Prodding, pulling, and feeling his own well-lined face, McMonigle illustrates how one might salvage a particularly blemished visage. "When someone who's Caucasian has the color of my black shoe, you have to use quite a bit of chemicals to bleach it. It's like stage makeup -- you put light where you want it to stand out," he says, touching the tip of his nose, "and dark where you want a wrinkle." He slides a finger down the sides. "We had one woman who was homeless, on drugs. Her daughter hadn't seen her for six years, although they talked on the phone, and she gave her some money, until one night the mother died in one of those hotels, just slumped against the wall at the end of a hallway. Took six or seven days before somebody discovered her.

"Well, she had had a color change, she was in bad shape, and when I first looked at her I said, '"We're not going to embalm this.' But the students who made the arrangements said her daughter would really like to see her, so we did it. Well, by the time we got through bleaching the skin, it looked like someone with bad skin problems, but there was no longer the dark pigmentation. We put the normal wrinkles on the face, the nose, colored the eyebrows, did her hair and lipstick. A little bit of cosmetic got in the hair, and they combed it out to the end, so she had this streak in her hair that matched her cosmetic. I thought, '"Wow, that's great.' The daughter came in and everyone was waiting to see what her reaction would be. And she said, '"You only did one thing wrong: My mother never fixed her hair up like that.'"

McMonigle breaks into a long, full-throated laugh, which turns into a cough and back into a chuckle. "Early in my career, there were times when I was surprised. But now nothing surprises me."

There have also been times when McMonigle has wondered whether this was the right business for him. When he was about 23, in his second year of teaching, St. Joseph's School of Nursing held a Halloween dance and (naturally enough) invited the mortuary students, who were mostly male. At one point a girl asked him where he went to school.

"I said, '"I don't go to school, actually. I teach. At the San Francisco College of Mortuary Science.' Boom! The hands went in the pocket. '"I'm not going to shake hands with any mortician,' she said. And that really traumatized me. I thought, '"I'm going to spend the rest of my life with people like this.'"

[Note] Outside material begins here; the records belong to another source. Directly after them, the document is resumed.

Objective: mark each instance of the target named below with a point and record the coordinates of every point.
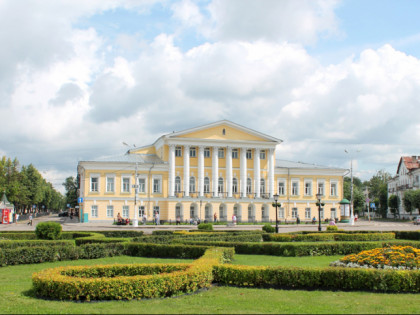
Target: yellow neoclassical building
(221, 168)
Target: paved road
(75, 225)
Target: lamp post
(276, 198)
(319, 204)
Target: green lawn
(16, 296)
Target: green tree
(394, 205)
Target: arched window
(206, 185)
(262, 186)
(235, 186)
(192, 184)
(177, 184)
(249, 186)
(220, 185)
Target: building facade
(221, 168)
(406, 178)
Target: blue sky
(80, 77)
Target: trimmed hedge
(127, 282)
(318, 278)
(304, 249)
(320, 237)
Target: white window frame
(126, 211)
(235, 153)
(320, 181)
(332, 184)
(97, 184)
(294, 187)
(125, 177)
(142, 188)
(207, 153)
(94, 211)
(308, 187)
(159, 178)
(283, 193)
(110, 183)
(193, 152)
(109, 211)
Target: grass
(16, 296)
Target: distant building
(407, 178)
(217, 169)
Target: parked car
(63, 214)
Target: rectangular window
(321, 188)
(193, 152)
(333, 189)
(295, 188)
(156, 185)
(94, 211)
(206, 152)
(110, 185)
(126, 211)
(308, 188)
(126, 184)
(307, 213)
(281, 189)
(234, 153)
(281, 213)
(142, 185)
(94, 184)
(110, 211)
(221, 153)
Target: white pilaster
(229, 170)
(271, 172)
(215, 166)
(243, 172)
(171, 170)
(257, 172)
(186, 170)
(201, 170)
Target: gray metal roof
(132, 158)
(291, 164)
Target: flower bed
(394, 257)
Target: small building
(406, 178)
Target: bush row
(318, 278)
(304, 249)
(317, 237)
(127, 281)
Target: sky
(78, 78)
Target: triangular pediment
(224, 130)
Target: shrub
(268, 228)
(205, 226)
(48, 230)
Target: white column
(271, 172)
(186, 170)
(257, 172)
(215, 166)
(243, 172)
(229, 170)
(171, 170)
(201, 170)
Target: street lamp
(319, 204)
(276, 198)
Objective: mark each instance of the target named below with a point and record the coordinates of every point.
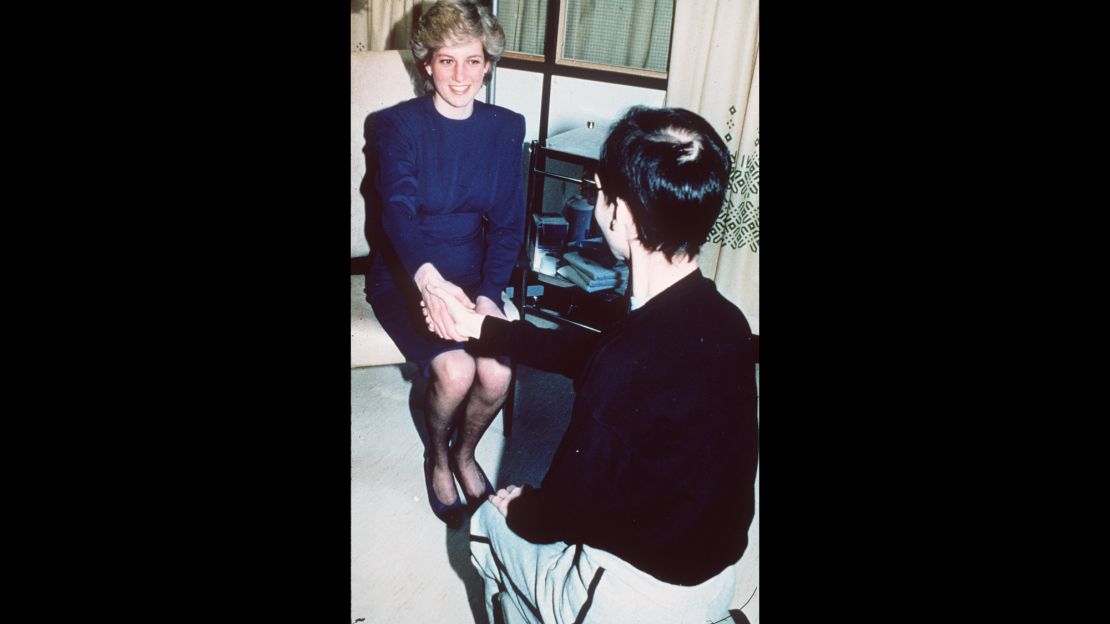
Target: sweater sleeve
(562, 351)
(506, 219)
(397, 184)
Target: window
(619, 36)
(595, 57)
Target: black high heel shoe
(451, 514)
(472, 503)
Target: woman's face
(603, 213)
(456, 72)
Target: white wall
(521, 91)
(576, 101)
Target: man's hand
(485, 305)
(429, 281)
(504, 496)
(466, 322)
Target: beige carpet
(405, 565)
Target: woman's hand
(429, 281)
(485, 305)
(466, 322)
(504, 496)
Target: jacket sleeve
(505, 218)
(397, 184)
(562, 351)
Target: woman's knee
(453, 373)
(493, 375)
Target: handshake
(447, 311)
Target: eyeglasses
(589, 190)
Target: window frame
(552, 64)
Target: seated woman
(452, 215)
(646, 506)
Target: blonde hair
(450, 22)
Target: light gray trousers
(567, 584)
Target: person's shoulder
(710, 309)
(403, 111)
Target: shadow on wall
(402, 29)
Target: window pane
(629, 33)
(524, 22)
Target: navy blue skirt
(397, 310)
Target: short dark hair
(672, 169)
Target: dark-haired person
(452, 193)
(646, 506)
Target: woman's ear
(623, 218)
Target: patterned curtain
(383, 24)
(715, 72)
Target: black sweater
(658, 463)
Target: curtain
(383, 24)
(715, 72)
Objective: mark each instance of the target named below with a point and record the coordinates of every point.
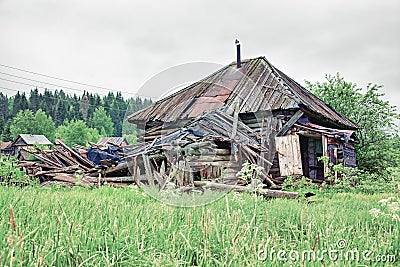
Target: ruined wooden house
(288, 127)
(112, 140)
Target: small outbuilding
(112, 140)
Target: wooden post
(235, 120)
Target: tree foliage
(377, 150)
(102, 122)
(76, 132)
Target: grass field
(125, 227)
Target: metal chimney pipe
(238, 59)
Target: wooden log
(238, 188)
(119, 167)
(147, 167)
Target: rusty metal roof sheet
(257, 85)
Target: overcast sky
(121, 44)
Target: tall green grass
(126, 227)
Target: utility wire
(66, 80)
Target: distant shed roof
(257, 86)
(30, 139)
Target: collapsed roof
(256, 86)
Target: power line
(66, 80)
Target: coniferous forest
(104, 114)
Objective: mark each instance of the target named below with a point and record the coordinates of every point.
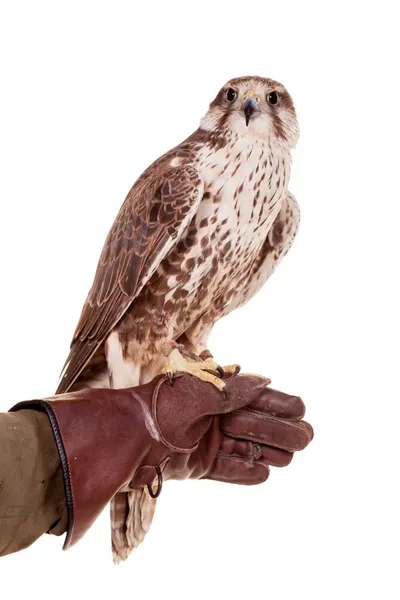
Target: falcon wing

But his wife, who moved with him from Idaho to San Francisco, always encouraged him in his fledgling career, and often accompanied him on removals. In later years he'd bring his kids to sit in the front seat while he loaded bodies into the back of the van, and gradually children in his Pacifica neighborhood began clamoring to ride along, too. "It was something different for them to do," he says, "or maybe it was because every time we finished I'd stop and buy ice cream for them."